For this kind of thing, Microsoft provide the concept of 'filter drivers'. More specifically, minifilter drivers provide a fairly robust mechanism for intercepting all kinds of system operations, including process creation.
https://stackoverflow.com/questions/58420338/intercept-process-access-using-a-windows-minifilter-driver
So in fairness to MS they DO provide a decent set of tooling to hook AV/EDR software into the OS, but developers need to follow guidelines and build stuff carefully of course.
PS: Interestingly, AV/EDR software can cause performance issues due to a phenomenon I call 'resource amplification'. What happens is that with software intercepting low-level functions like registry accesses or process creation, the AV software obviously has to do stuff on each call. This takes CPU resources and in some cases other resources like disk I/O.
Now if the system gets busy, and moves close to the point where it's running out of resource, the AV software can 'amplify' this by becoming busy itself with the flurry of extra calls. This pushes a machine over the edge before it normally would reach saturation, causing significant performance issues. Data exfiltration software is a particular problem because it scans the content of files to ensure they don't contain sensitive information, an intrinsically expensive process.
-
Wednesday 24th July 2024 21:30 GMT Henry Wertz 1
kernel errors
linux still CAN have a full kernel panic.

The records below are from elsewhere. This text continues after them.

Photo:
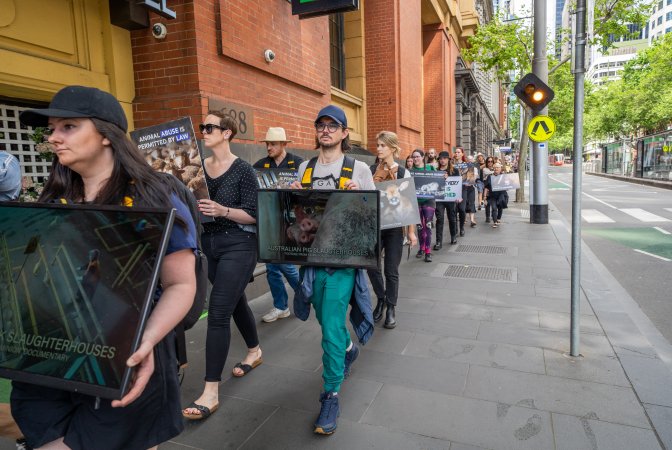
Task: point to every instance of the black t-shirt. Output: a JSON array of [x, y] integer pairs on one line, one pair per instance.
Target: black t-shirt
[[290, 161], [235, 188]]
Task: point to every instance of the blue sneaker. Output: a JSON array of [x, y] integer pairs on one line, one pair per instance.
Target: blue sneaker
[[350, 357], [326, 421]]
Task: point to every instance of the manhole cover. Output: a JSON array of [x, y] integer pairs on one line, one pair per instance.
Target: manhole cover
[[481, 273], [489, 249]]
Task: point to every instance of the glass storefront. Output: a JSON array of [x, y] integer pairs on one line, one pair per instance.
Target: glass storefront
[[656, 158]]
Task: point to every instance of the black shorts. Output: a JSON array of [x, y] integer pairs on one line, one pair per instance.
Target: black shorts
[[46, 414]]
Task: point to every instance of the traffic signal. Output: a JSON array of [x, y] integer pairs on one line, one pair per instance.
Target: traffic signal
[[533, 92]]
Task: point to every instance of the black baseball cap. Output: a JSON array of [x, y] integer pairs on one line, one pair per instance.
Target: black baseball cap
[[75, 102], [333, 112]]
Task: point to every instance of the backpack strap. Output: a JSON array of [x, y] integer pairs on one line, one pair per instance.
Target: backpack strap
[[345, 176], [307, 178], [346, 171]]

But I've had faulty drivers log nasty messages about derefernces, null pointers, etc, and the system does carry on, the kind of errors that used to cause a full panic can now just have it basically panic that individual driver and carry on. You know, depending on how important the driver was and if it scribbled over memory or screwed the system up further.
This MIGHT be why crowdstike on linux caused *some* panics and not a panic every time, it may have been logging nasty error messages and keeping the system up the rest of the time.
-
Thursday 25th July 2024 17:44 GMT thatstephen
I think it is obviously a long debate as to whether kernel access is necessary and how Windows can or can't control faulty code working at the kernel level. I think the far more important failure from Crowdstrike here is in the release 'process'.
'Cybersecurity provider', 'faulty patch release', '8 million bricked customers systems' should not be in the same sentence unless 'bankrupt' is also in the sentence.
The issues I have with their process are:
1) Even without an intentional canary release process there must have been some delay in the release process given that it was at Internet scale, the fact that a very large number of systems were hosed before anybody noticed must have meant that the release must have been an automated process that was unattended or at least very poorly attended. Customers pay a lot of money for services like Crowdstrike. The fact that they can do a release that can do such damage in such a way that they can't press a big red stop button on is not an error but fraud in my mind.
2) They are paid to provide protection from malware bringing down systems, does none of that 'protection' extend to remediation and bringing systems back up especially if the thing that brought your customers systems down is very familiar to your engineers because they made it.
3) Creating a bricked system from a release. How on earth does their patch system provide any protection from supply chain attacks or man in the middle attacks? !
It is also shocking to me that in 2024 when we have virtualization on everything, journaling filesystems, endless disc space to store rollbacks, boot protection at processor level etc. etc. That this can happen to 8 million PCs and servers and more importantly take a lot of time to remedy.